I can't tell you how many times I scratched my head when I read a recipe out of "Around my French Table" some of the instructions just seemed, well foreign to me.
I tried to keep an open mind. I do realize that this is a French cookbook and I know the French do many things differently than us Americans. I mean lets face it, all you have to do in the States is cover something in bacon or cheddar cheese and it's a hit in any American household. I'm not sure that would work as well in a French home, well maybe if the cheese was Gruyere?
The Piperade Stir-fry is the first recipe that came to my mind when I thought of a new technique I learned from being part of French Fridays with Dorie. The recipe called for coating the peppers with red wine vinegar and sauteing them until they caramelized. The onions and garlic are not cooked. I was shocked at how intensely flavorful the peppers tasted. I have cooked other vegetables such as eggplant and zucchini with red wine vinegar on them too. The results were delicious. I would have never covered vegetables with vinegar... a surprisingly terrific techinque.
I have grilled corn, boiled it and microwaved it. It all tastes pretty good. So when Dorie suggested roasting it in the oven for 40 minutes I rolled my eyes. Sure, I thought, I'll give it a try, but it's just going to be corn on the cob. Well, it wasn't. The corn kernels explode in your mouth with each bite. Roasting corn makes it incredibly succulent. To think this technique came from a French cookbook, a country that is fairly indifferent to corn... too funny. Needless to say, this is now how I make corn on the cob.
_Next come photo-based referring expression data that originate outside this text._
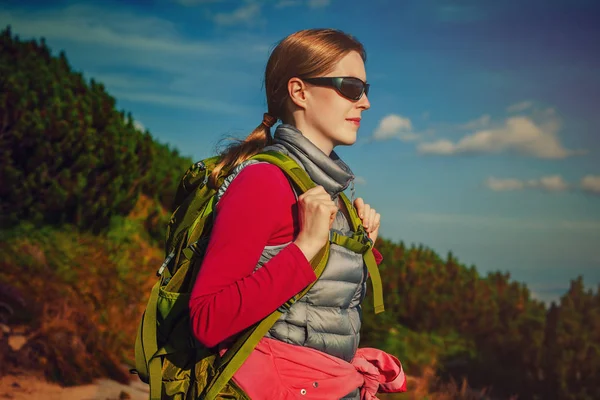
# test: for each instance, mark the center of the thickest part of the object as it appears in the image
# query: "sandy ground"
(28, 387)
(35, 387)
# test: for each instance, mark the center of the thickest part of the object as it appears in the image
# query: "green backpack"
(167, 356)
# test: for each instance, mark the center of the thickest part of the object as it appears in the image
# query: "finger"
(372, 223)
(377, 222)
(367, 215)
(359, 204)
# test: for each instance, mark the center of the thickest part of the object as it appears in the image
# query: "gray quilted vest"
(328, 317)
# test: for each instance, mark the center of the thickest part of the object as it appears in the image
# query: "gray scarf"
(328, 171)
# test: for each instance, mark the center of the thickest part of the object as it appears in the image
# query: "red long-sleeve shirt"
(257, 210)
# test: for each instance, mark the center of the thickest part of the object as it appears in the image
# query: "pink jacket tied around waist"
(277, 370)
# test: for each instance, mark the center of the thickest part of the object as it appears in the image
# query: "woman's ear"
(297, 92)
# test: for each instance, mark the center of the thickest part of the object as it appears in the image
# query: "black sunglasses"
(348, 86)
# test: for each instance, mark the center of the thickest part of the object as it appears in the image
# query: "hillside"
(83, 205)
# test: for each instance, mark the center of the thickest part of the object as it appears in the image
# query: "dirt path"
(29, 387)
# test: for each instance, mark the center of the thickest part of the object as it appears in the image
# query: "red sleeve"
(258, 209)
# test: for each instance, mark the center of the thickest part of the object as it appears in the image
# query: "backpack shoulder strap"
(298, 176)
(235, 356)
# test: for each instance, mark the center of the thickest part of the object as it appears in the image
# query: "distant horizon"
(482, 138)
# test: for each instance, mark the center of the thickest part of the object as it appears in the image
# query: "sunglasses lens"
(352, 88)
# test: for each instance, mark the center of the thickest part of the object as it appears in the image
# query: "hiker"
(264, 235)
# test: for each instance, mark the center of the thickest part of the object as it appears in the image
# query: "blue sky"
(482, 138)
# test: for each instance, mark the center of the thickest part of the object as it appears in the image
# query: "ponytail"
(242, 150)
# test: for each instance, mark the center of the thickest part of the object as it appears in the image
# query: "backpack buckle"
(165, 264)
(285, 307)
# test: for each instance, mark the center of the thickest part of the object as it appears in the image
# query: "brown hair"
(310, 52)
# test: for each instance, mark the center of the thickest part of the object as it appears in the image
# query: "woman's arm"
(258, 209)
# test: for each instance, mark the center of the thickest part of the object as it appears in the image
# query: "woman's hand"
(370, 218)
(316, 212)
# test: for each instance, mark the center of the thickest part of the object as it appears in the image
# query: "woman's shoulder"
(261, 179)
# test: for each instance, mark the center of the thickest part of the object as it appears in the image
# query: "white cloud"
(519, 134)
(500, 185)
(479, 123)
(492, 221)
(551, 183)
(359, 180)
(554, 183)
(192, 3)
(102, 26)
(248, 14)
(318, 3)
(591, 183)
(395, 126)
(518, 107)
(309, 3)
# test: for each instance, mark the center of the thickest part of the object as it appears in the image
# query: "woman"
(264, 235)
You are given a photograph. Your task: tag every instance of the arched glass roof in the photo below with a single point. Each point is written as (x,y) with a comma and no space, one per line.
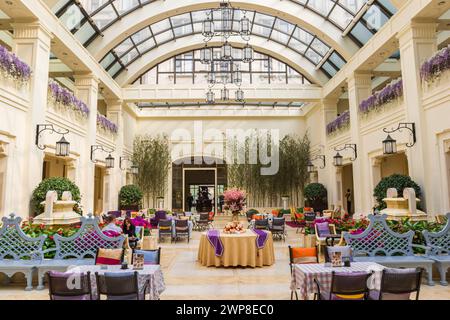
(359,19)
(169,29)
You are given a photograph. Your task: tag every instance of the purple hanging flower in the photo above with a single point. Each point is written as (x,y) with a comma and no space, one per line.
(437,64)
(106,124)
(391,92)
(67,98)
(12,66)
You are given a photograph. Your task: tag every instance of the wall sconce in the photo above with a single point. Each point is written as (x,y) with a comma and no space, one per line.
(311,168)
(338,159)
(62,146)
(390,144)
(109,160)
(134,169)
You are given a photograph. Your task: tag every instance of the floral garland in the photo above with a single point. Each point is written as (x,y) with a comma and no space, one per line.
(66,98)
(106,124)
(12,66)
(391,92)
(340,122)
(436,65)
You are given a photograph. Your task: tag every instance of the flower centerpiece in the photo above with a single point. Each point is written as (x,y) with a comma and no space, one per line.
(11,66)
(234,227)
(234,201)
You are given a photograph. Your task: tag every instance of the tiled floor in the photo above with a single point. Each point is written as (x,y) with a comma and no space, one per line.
(185,278)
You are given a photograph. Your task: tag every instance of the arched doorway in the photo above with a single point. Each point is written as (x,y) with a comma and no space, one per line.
(193,174)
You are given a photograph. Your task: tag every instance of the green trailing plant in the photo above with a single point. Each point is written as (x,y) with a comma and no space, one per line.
(58,184)
(130,195)
(152,156)
(267,190)
(316,196)
(398,181)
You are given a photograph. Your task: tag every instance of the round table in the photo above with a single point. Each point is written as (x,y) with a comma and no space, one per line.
(239,250)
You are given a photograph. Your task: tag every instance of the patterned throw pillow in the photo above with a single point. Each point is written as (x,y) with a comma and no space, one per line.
(109,257)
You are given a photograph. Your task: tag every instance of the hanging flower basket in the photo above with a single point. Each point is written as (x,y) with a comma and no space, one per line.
(391,92)
(436,65)
(106,124)
(12,67)
(340,123)
(66,99)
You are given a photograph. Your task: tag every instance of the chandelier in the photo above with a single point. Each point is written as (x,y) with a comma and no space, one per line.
(225,70)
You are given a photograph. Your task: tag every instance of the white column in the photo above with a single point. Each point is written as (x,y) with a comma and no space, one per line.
(417,43)
(359,88)
(117,177)
(86,89)
(31,43)
(327,176)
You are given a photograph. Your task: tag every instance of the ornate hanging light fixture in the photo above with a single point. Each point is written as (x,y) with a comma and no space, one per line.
(224,27)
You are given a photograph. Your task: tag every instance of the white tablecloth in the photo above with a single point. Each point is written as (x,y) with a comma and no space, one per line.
(304,274)
(152,273)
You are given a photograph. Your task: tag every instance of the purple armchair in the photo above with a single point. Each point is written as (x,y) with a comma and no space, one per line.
(159,215)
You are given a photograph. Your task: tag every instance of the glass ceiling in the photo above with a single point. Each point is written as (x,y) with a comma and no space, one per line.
(87,19)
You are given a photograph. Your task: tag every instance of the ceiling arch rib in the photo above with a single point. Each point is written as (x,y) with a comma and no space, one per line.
(136,18)
(172,28)
(194,41)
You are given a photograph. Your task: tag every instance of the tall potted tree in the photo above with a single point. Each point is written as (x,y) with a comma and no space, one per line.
(316,196)
(130,197)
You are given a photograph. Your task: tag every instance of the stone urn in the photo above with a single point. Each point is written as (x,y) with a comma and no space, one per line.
(58,212)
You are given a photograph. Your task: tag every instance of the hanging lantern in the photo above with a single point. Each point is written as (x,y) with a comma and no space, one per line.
(210,97)
(206,55)
(224,94)
(227,51)
(337,160)
(239,95)
(62,148)
(245,27)
(211,78)
(389,145)
(109,162)
(247,54)
(208,28)
(227,19)
(134,169)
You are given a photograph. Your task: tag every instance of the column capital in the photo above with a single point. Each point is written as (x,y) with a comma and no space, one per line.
(359,79)
(418,29)
(86,79)
(31,30)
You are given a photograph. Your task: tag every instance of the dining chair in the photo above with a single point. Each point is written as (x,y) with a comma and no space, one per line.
(398,284)
(345,286)
(120,286)
(300,255)
(182,229)
(69,286)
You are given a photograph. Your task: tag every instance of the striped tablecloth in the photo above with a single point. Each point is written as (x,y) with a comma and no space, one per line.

|Leeks Vinaigrette with Mimosa|
I was originally disappointed with the Leeks Vinaigrette with Mimosa because I expected champagne to be involved in this dish. I had never made a salad with a root vegetable other than beets. Grating hard boiled eggs on to the leeks was also a revelation... really a beautifully simple and elegant dish.
|Carrot Leek Celery Quiche: Maraichere|
Everything about this Maraichere Quiche was odd to me. I had never made a quiche using all root vegetables, and I had never made a quiche that had little egg, with cheese melted on top instead of spread through out the pie! Well, my husband and I loved it. It was lighter than a regular cream heavy quiche and the cheese browned... which made it more flavorful and fun to eat... crisp cheese is heavenly in my book. This dish also opened my mind to not limiting my quiche ingredients... broccoli and peppers are not the only vegetables to put in a quiche.
|Tuna Rillettes: Curry & Cream|
The concept of rillettes was really new to me. I never made spreads by blending fish or meat in a food processor with cream and seasoning. But wow... by processing the canned tuna and changing it's texture, it really became a different more interesting food. I love that you can whip this up out of your pantry. It makes a quick fancy appetizer for unexpected guests, and a really unusual tuna sandwich... much more exciting than the plain old mayo and celery version that we eat so often.
I know lately I have been changing a lot of recipes because I really don't have the time or patience for fussy cooking, but I have been open to some of the cooking suggestions in this book, and I have learned some really enlightened cooking techniques from Around my French Table. Thank you Dorie!
Note: As a member of French Friday's with Dorie I am not allowed to print the recipe. I invite you to take a look at this wonderful cookbook "Around My French Table" if you are interested in this or any other recipe I review.